Me encanta que te tomes ratos de comunión conmigo. Ni siquiera tiene que haber palabras, oraciones o alabanzas de por medio. Si vuelves tus pensamientos hacia Mí y dejas que tu mente y tu espíritu permanezcan en Mí, podemos comunicarnos místicamente.

Podemos ser como dos amantes que se alegran ante la perspectiva de estar en presencia el uno del otro, sin mediar palabras. Para ellos, abrazarse y mirarse a los ojos es comunicación suficiente. Sus corazones están en sintonía. No necesitan comunicarse verbalmente: están tan unidos que saben lo que el otro piensa. Lo mismo puede pasar entre nosotros.

Se necesita paz y contentamiento de espíritu para establecer ese vínculo conmigo. Comienza por alabarme o por pensar en Mí, por volver tu corazón hacia Mí y meditar sobre la bondad que te manifiesto.

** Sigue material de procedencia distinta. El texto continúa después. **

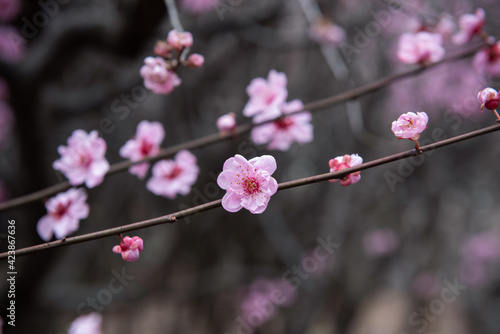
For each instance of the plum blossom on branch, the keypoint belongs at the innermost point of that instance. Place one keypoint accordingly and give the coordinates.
(248, 183)
(283, 132)
(172, 177)
(146, 143)
(64, 213)
(83, 160)
(343, 162)
(129, 248)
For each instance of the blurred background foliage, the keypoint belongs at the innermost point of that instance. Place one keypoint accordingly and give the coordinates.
(398, 243)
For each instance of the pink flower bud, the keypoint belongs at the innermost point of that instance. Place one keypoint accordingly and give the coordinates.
(488, 98)
(410, 125)
(180, 40)
(129, 248)
(163, 49)
(226, 123)
(195, 60)
(343, 162)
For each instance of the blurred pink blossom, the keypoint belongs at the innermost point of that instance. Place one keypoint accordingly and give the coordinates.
(146, 143)
(266, 96)
(12, 44)
(156, 76)
(180, 40)
(380, 242)
(470, 25)
(86, 324)
(487, 60)
(195, 60)
(488, 98)
(64, 212)
(249, 184)
(83, 160)
(343, 162)
(198, 6)
(420, 48)
(9, 9)
(129, 248)
(6, 123)
(172, 177)
(282, 133)
(4, 89)
(325, 32)
(410, 125)
(226, 123)
(262, 299)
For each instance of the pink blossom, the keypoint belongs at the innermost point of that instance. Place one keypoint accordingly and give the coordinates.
(6, 123)
(64, 212)
(266, 96)
(9, 9)
(86, 324)
(156, 76)
(12, 44)
(226, 123)
(129, 248)
(325, 32)
(380, 242)
(422, 48)
(282, 133)
(83, 160)
(180, 40)
(470, 25)
(198, 6)
(410, 125)
(172, 177)
(4, 89)
(163, 49)
(195, 60)
(343, 162)
(488, 98)
(146, 143)
(248, 184)
(446, 26)
(487, 61)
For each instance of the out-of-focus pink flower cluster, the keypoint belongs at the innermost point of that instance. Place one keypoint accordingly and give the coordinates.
(83, 160)
(248, 184)
(159, 72)
(479, 253)
(86, 324)
(380, 242)
(129, 248)
(343, 162)
(325, 32)
(262, 300)
(267, 102)
(64, 212)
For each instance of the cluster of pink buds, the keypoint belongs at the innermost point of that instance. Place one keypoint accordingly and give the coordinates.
(159, 72)
(489, 98)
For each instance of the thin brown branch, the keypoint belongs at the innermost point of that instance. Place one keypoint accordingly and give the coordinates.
(172, 218)
(217, 138)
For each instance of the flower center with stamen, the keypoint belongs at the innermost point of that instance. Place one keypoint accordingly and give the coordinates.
(250, 185)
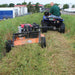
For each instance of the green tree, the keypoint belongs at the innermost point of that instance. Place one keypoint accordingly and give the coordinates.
(47, 6)
(29, 7)
(24, 3)
(11, 5)
(65, 6)
(18, 4)
(4, 5)
(56, 4)
(37, 7)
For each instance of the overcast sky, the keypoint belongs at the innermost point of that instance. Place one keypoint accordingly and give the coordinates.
(40, 1)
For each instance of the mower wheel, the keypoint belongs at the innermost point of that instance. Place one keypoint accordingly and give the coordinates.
(62, 28)
(8, 45)
(44, 29)
(43, 42)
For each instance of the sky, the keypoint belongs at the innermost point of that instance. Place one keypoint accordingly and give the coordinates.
(40, 1)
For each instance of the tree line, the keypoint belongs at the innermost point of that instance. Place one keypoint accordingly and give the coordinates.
(30, 6)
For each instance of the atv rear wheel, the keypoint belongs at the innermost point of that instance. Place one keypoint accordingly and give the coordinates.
(43, 42)
(8, 45)
(62, 28)
(44, 29)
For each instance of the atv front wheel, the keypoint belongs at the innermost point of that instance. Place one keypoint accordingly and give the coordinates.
(43, 42)
(62, 28)
(8, 45)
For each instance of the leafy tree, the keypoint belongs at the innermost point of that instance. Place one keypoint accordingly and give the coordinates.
(11, 5)
(24, 3)
(37, 7)
(29, 7)
(73, 6)
(65, 6)
(4, 5)
(56, 4)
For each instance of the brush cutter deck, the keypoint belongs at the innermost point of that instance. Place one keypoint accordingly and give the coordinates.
(26, 37)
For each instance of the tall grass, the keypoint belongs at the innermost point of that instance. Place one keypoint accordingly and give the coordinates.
(31, 59)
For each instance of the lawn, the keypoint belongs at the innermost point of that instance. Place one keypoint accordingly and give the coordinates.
(56, 59)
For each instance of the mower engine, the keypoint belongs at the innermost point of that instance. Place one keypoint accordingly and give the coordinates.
(25, 28)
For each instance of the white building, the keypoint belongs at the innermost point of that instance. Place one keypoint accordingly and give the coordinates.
(22, 9)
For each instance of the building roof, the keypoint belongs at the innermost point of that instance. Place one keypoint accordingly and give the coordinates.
(20, 5)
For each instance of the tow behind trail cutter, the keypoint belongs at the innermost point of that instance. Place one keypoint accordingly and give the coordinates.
(27, 34)
(52, 23)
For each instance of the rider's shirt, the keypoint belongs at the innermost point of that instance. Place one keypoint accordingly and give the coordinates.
(54, 10)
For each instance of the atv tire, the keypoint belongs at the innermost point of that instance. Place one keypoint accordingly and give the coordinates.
(62, 28)
(44, 29)
(43, 42)
(8, 45)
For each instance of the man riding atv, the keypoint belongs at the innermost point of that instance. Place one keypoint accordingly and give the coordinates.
(54, 11)
(52, 20)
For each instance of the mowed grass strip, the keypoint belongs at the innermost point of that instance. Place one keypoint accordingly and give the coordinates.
(56, 59)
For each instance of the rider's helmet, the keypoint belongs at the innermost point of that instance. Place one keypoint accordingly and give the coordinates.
(46, 13)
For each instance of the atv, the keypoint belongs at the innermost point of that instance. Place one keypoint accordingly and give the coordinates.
(52, 23)
(27, 34)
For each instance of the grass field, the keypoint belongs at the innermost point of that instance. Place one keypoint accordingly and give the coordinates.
(56, 59)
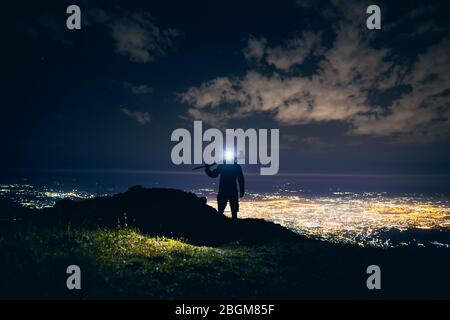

Al hacerlo, nos conectaremos espiritualmente.

Quiero que aprendas a alcanzar ese estado de plena relajación mental y corporal en el que Yo ocupo enteramente tus pensamientos. Siempre estoy presente para apacentar tu espíritu, guiarte en tus asuntos importantes y ofrecerte soluciones a los problemas que te agobian.